The way I have always parsed the "spirit" of the stability guarantees for the Bidi Algorithm is that it was effectively stable - except as to the additions of new letters (and perhaps minor bug-fixes for the rules). The default property assignments for unassigned characters were carefully chosen to minimize disruptions when these characters were eventually assigned.

The written and unwritten policies for maintaining the Bidi Algorithms effectively provided several important guarantees.

Implementations could be written in a way that only required updating the property tables to account for new characters (leaving aside the occasional 'bug fix").
In addition, the default character properties were designed such that the addition of characters would cause minimal disruptions.

As a result, you could expect any existing implementation to show the same Bidi ordering for the vast majority of texts containing characters beyond the ones that it was explicitly updated for. This maximizes interoperability.

After a long quiescent period, there are now many ideas and suggestions for fixing perceived or real shortcomings of the existing bidi algorithm. As Martin Duerst wrote recently : "it looks like these changes are being added piecemeal without yet seeing a new horizon of stability...but the Bidi Algorithm isn't an area where constant tinkering is advisable. It would therefore be very important that all these new initiatives are carefully checked against each other, and coordinated both in timing and in substance. It may be well advisable to wait with some of them so that many changes can be made 'in bulk' (the idea of an UBA 2.0), which will also help implementers."

UBA2.0

I share this concern, and would support an effort towards a UBA 2.0 which addresses a comprehensive set of updates.

New set of Bidi classes

Because of the nature of the proposed changes, this new specification would be disruptive. Therefore, I see little benefit in making it subject to formal limitations on the number of Bidi classes etc. that were in place for the existing Bidi Algorithm. However, like the existing algorithm, any updated one should be based on Bidi classes as input, cleanly separating the mapping of characters to Bidi classes from the leveling and reordering calculus.

The temptation to mix specification in terms of character codes with specification in terms of Bidi classes should be firmly resisted.

New Versioning

There should be a clean versioning of this new algorithm, that is independent of mere versioning of the Unicode Standard. Existing implementations of the "old" bidi algorithms aren't going to go away overnight, and, because the way the Bidi Algorithm is designed, they may well be updated to handle future repertoire additions.

The "new" bidi algorithm could formally be an extension or a replacement. It's too early to tell which makes better sense, but it should have a designation that decouples that extension from questions of repertoire (and versioning for "bug-fixes" or other minor tweaks).

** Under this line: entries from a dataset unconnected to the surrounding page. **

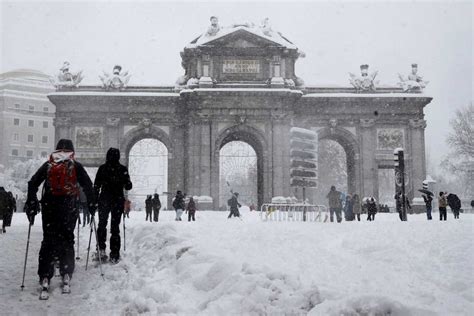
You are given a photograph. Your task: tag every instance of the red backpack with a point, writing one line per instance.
(62, 176)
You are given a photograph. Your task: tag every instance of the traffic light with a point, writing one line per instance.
(399, 158)
(303, 155)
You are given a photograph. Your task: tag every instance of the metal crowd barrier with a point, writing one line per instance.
(293, 212)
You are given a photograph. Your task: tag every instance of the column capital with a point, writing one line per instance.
(367, 123)
(112, 121)
(62, 121)
(417, 123)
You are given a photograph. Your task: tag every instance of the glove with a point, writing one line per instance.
(31, 208)
(92, 209)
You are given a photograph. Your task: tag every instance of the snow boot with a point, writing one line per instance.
(66, 284)
(44, 294)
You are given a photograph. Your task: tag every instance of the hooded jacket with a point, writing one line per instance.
(112, 178)
(64, 152)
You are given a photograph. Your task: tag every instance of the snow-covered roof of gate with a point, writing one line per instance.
(266, 34)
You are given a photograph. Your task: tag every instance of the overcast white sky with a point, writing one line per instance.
(146, 38)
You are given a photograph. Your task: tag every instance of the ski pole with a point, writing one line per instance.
(97, 247)
(78, 224)
(26, 257)
(124, 240)
(89, 247)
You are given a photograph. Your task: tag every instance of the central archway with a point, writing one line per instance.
(256, 141)
(347, 141)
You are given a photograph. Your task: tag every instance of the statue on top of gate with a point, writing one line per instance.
(65, 78)
(365, 82)
(414, 83)
(116, 80)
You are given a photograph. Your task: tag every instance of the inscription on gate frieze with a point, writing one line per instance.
(240, 66)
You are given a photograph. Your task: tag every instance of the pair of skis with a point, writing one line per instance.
(66, 288)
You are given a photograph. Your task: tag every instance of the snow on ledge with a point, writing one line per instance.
(365, 95)
(115, 94)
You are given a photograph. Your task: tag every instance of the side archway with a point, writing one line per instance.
(137, 134)
(255, 139)
(351, 147)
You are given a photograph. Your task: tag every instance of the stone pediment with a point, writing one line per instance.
(242, 37)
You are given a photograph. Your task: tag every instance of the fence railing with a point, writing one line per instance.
(293, 212)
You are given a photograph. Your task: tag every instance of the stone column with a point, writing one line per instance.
(417, 151)
(281, 157)
(63, 128)
(199, 163)
(367, 157)
(112, 135)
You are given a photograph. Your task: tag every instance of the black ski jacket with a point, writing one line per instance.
(112, 178)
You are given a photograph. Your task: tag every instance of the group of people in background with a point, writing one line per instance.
(352, 206)
(66, 189)
(152, 206)
(7, 208)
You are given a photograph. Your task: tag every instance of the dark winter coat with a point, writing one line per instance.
(41, 176)
(371, 207)
(112, 178)
(156, 203)
(148, 204)
(454, 202)
(178, 202)
(191, 206)
(356, 207)
(4, 203)
(233, 203)
(334, 198)
(428, 199)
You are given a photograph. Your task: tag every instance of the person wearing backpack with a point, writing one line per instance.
(4, 208)
(179, 205)
(234, 205)
(112, 178)
(148, 207)
(62, 175)
(156, 204)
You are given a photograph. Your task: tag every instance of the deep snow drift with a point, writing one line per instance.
(216, 266)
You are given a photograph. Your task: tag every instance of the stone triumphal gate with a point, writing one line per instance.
(240, 84)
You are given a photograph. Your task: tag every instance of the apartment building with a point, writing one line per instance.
(26, 116)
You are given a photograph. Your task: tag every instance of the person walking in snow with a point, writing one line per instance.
(428, 200)
(371, 209)
(442, 204)
(191, 209)
(348, 209)
(335, 204)
(179, 205)
(112, 178)
(62, 175)
(356, 206)
(148, 207)
(156, 204)
(234, 205)
(455, 204)
(5, 205)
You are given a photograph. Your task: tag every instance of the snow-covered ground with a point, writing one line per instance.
(216, 266)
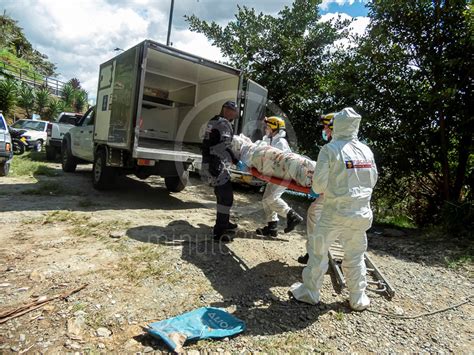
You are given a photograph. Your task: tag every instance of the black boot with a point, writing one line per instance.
(269, 230)
(303, 259)
(292, 220)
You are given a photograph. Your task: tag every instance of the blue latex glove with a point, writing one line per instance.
(313, 194)
(241, 166)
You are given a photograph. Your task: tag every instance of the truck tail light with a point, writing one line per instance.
(146, 162)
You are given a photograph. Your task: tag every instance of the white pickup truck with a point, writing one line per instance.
(153, 105)
(56, 131)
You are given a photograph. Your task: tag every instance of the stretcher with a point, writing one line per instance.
(290, 184)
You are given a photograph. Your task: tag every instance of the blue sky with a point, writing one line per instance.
(79, 35)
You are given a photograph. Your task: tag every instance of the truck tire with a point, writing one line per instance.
(50, 153)
(68, 161)
(103, 176)
(4, 168)
(177, 183)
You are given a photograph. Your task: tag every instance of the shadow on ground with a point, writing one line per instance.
(246, 288)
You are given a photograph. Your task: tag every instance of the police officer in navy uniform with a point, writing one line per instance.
(217, 156)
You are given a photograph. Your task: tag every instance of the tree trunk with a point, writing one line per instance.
(444, 157)
(463, 157)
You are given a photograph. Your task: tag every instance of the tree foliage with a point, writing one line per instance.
(8, 95)
(411, 77)
(26, 98)
(13, 38)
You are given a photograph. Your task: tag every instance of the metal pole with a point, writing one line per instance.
(169, 23)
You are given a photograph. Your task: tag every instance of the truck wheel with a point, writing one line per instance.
(50, 153)
(177, 183)
(38, 146)
(102, 175)
(4, 168)
(68, 162)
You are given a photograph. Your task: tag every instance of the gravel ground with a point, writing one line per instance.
(147, 255)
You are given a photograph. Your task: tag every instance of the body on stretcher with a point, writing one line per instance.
(290, 184)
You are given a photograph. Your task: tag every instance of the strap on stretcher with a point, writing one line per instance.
(290, 184)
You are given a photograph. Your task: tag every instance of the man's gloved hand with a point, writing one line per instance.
(313, 194)
(241, 166)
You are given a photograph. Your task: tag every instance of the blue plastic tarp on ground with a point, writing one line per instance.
(202, 323)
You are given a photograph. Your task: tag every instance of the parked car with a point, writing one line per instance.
(6, 152)
(56, 130)
(35, 132)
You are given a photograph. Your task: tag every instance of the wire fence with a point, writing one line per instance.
(32, 78)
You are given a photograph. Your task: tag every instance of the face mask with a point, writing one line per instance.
(325, 136)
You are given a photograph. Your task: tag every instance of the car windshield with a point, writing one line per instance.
(33, 125)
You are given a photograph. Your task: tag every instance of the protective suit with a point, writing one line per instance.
(346, 174)
(273, 204)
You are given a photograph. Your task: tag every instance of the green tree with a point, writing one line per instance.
(8, 95)
(411, 77)
(26, 98)
(80, 100)
(68, 96)
(55, 106)
(42, 100)
(289, 54)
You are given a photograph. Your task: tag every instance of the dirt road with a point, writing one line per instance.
(146, 255)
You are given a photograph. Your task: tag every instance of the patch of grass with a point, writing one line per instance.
(100, 229)
(459, 261)
(86, 203)
(78, 306)
(65, 216)
(24, 165)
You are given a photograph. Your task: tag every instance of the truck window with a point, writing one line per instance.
(69, 119)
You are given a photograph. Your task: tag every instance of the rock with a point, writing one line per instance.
(390, 232)
(103, 332)
(398, 311)
(37, 276)
(76, 325)
(117, 234)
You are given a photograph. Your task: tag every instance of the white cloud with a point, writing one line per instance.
(80, 35)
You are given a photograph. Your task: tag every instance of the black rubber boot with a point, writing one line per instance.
(303, 259)
(269, 230)
(233, 225)
(292, 220)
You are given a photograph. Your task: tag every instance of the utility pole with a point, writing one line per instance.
(169, 23)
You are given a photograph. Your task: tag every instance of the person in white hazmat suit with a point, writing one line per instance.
(273, 204)
(316, 207)
(346, 174)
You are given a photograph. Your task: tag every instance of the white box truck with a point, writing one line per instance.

Separate Development And Beta Periods

The proposed and contemplated changes to the Bidi Algorithm call for a separate development effort that is not a-priori tied to the schedule of Unicode Versions. As with all significant developments in specifying algorithms, an extended Beta, or testing period is desirable, which should only terminate after significant stakeholder have been able to produce actual working testbeds.